Como Chengdu se Tornou o Local da Worldcon

  • Os locais da Worldcon são escolhidos com dois anos de antecedência por fãs que compram associações de participação ou de “apoio”; relativamente poucos votos (centenas) decidem uma candidatura.
  • Uma grande base de fãs chinesa se organizou, comprou associações de apoio e venceu legalmente a votação do local de 2023 para Chengdu.
  • Alguns votantes questionaram irregularidades, como endereços ausentes, mas a candidatura foi mantida.
  • Vários comentaristas argumentam que as regras tornam trivial “comprar” uma Worldcon ou manipular os Hugos com dinheiro, e pedem reforma constitucional e limites a países menos livres como anfitriões.

Censura e Autocensura

  • E-mails internos mostram que administradores receberam a orientação de vetar indicados por qualquer coisa relacionada à China, Taiwan, Tibete, Xinjiang etc., e depois filtraram de forma agressiva demais para “evitar problemas”.
  • Várias obras foram excluídas apesar de terem votos suficientes, incluindo algumas já publicadas legalmente na China.
  • Muitos observam que isso é autocensura autoritária clássica: regras vagas ou não escritas (“regras não ditas”) e punições desproporcionais levam as pessoas a obedecer de forma excessiva e preventiva.
  • Alguns argumentam que a distinção entre ordens diretas do Estado e autocensura em tais sistemas é sem sentido.

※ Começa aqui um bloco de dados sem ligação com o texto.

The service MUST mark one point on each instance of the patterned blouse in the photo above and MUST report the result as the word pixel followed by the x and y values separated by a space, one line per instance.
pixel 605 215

Repercussões na Governança e Confiança nos Hugos

  • O órgão detentor da marca emitiu censuras e houve renúncias de figuras-chave envolvidas; um vencedor renunciou publicamente ao seu prêmio.
  • Comentaristas debatem se os detentores da marca poderiam ou deveriam ter se recusado a reconhecer o evento de Chengdu como os “verdadeiros” Hugos.
  • Muitos dizem que o incidente prejudica severamente a credibilidade dos Hugos, além de controvérsias anteriores de politização (por exemplo, listas organizadas), e alguns leitores agora ignoram completamente os prêmios.

A Worldcon Deveria Jamais Ser Realizada em Estados Autoritários?

  • Uma corrente: nunca realizar eventos centrados em liberdade de expressão em países com forte censura; se prêmios livres não puderem ser garantidos, cancelar ou տեղափոխá-los para o ambiente online.
  • Outra corrente: excluir esses países pune fãs comuns; em vez disso, corrijam-se as regras e haja transparência, mesmo que isso arrisque conflito com autoridades locais.
  • Alguns comparam isso a questões mais amplas sobre boicotes, “isolar” regiões autoritárias e dependências econômicas globais (por exemplo, semicondutores).

Reflexões Mais Amplas sobre Censura e Política

  • Vários posts relacionam este caso a questões mais amplas: autocensura ocidental (sobre religião, Israel/Palestina, migração), moderação em redes sociais e antigos surtos de pânico moral.
  • Há discordâncias acaloradas sobre o quanto existe de propaganda anti-China versus anti-EUA, e sobre quão temerosa é realmente a vida na China; cada lado acusa o outro de percepção distorcida.
  • Vários comentaristas sugerem uma governança mais centralizada dos Hugos, votação online e padrões mais claros de elegibilidade de locais como possíveis reformas.